Bicycle helmets are one of the most important pieces of protective gear that can be provided to a child, says NY traffic ticket lawyer Zev Goldstein, especially one who might venture out onto the street.

In California and New Mexico, they’re taking it seriously: any bikers under the age of 17 are required to wear a helmet in order to ride their bikes. New Jersey drops that age limit to sixteen, while Florida, Georgia, North Carolina, Maine, and Oregon, along with six others, require that anyone under the age of 15 wear a helmet when riding a bicycle.

29 states, however, have no helmet law at all, allowing young riders to use their bikes without helmets at their parents’ discretion.

Teen Driver Laws

Getting that all-important driver’s license at sixteen is one of the most critical milestones in the lives of many teens. Unfortunately, it’s also become a death sentence for thousands of them each year.

Read up on the teen driving stats

To help with these numbers, many states have chosen to restrict their teenage drivers until they’re older, giving these teens the time and experience needed to develop more skill and confidence behind the wheel. These restricted or graduated driver’s license programs for younger drivers may include restricting the hours when a teenager is allowed to drive without an adult passenger over the age of 21, limiting the number of non-familial passengers who can be in the car, or stricter rules governing the use of cell phones and other communication devices. Strict graduated driver’s license requirements can have a significant impact on the number of teen driver fatalities in the state.
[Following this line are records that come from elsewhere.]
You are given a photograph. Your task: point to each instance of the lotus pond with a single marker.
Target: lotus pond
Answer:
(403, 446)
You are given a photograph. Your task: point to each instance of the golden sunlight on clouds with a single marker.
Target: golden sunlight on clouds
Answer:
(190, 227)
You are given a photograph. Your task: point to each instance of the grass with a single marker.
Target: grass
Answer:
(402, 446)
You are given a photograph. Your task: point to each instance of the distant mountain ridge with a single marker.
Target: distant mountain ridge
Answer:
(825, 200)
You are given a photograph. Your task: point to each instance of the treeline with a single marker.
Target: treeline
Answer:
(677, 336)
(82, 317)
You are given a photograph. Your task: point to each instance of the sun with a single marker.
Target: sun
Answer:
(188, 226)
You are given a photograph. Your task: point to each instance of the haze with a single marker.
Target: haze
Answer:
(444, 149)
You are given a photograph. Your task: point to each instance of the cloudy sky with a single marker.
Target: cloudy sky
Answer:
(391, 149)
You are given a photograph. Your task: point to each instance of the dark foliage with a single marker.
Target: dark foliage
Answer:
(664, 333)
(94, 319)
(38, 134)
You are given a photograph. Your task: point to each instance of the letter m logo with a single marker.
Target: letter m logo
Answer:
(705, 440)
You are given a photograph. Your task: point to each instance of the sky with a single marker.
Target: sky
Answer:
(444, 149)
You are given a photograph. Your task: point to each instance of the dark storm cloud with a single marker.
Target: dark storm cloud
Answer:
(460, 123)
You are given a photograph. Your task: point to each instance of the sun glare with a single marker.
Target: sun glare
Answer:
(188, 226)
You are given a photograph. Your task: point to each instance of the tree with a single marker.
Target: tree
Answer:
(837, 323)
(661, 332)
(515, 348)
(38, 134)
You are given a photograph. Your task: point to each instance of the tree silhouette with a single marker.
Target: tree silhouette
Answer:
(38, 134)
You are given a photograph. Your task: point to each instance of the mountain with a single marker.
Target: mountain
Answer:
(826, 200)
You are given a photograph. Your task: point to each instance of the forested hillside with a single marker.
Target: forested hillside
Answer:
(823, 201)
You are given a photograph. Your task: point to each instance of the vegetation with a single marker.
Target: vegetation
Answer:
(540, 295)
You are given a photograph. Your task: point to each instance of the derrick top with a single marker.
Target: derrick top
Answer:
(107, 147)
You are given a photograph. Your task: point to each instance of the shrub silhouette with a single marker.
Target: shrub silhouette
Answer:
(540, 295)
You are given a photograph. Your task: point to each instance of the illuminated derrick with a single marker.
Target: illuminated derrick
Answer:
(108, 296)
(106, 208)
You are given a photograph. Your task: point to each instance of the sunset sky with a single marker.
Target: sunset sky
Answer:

Currently, the five states with the best requirements are Washington, Delaware, Oregon, Illinois, and Louisiana.

Parents and law enforcement officials are charged with protecting young lives. Car seat safety laws, helmet laws, and even driver laws are often inconvenient, and parents find themselves trying to circumvent them when possible.

Getting a child in an out of a rear-facing car seat is hard. So is hauling around a booster seat every time a child changes cars. Getting a child to wear a helmet every time they get on a bike feels all but impossible. As for teen driver laws, it would be so much easier to simply send a teen on their way no matter the hour or how many other passengers there are in the car.

These laws, however, are designed to keep vulnerable young people safe when they’re on or near the road—and that makes them well worth upholding.

Guest post: Fay Niselbaum is a content specialist at The Law Office of Zev Goldstein PLLC. Fay loves cooking, blogging, and spending time with her family.

Copyright 2015 Safe Ride 4 Kids. All rights reserved. You may not publish, broadcast, rewrite or redistribute this material without permission. You are welcome to link to Safe Ride 4 Kids or share on social media.


  1. Do strict bike helmet laws translate into fewer brain injuries and fatalities when cycling?

    While I admittedly know little about laws for youth cycling, much of what I’ve read about mandatory adult helmet laws indicate that they tend to discourage cycling, since the effect of such laws is to simply discourage people from cycling. That translates to less safety, as one of the most direct correlations for safe cycling conditions is the “safety in numbers” effect.

    It’s a little counterintuitive, but if a well-intentioned helmet law is actually putting a stigma on cycling and encouraging teenagers to get behind the wheel of a car rather than ride their bicycle, we should look a little deeper into what laws work to get the safest results.

    I assume that scientific analysis of youth helmet laws and adult helmet laws are vastly different (and I imagine the science gets especially fuzzy at the boundary between youth and adulthood) but please don’t assume that stricter is better without also looking into the safety records of those individual states to see if the laws are successful in preventing injury and death.

    And let’s look beyond our borders, too. When it comes to having safe streets and low vehicle-related fatalities per capita, a simple chart on Wikipedia will show clearly that we’ve got a bit to learn about what methods work well for making our streets safer.

    1. Thank you for sharing that different perspective with our readers. I will forward your comment to the guest author who wrote it.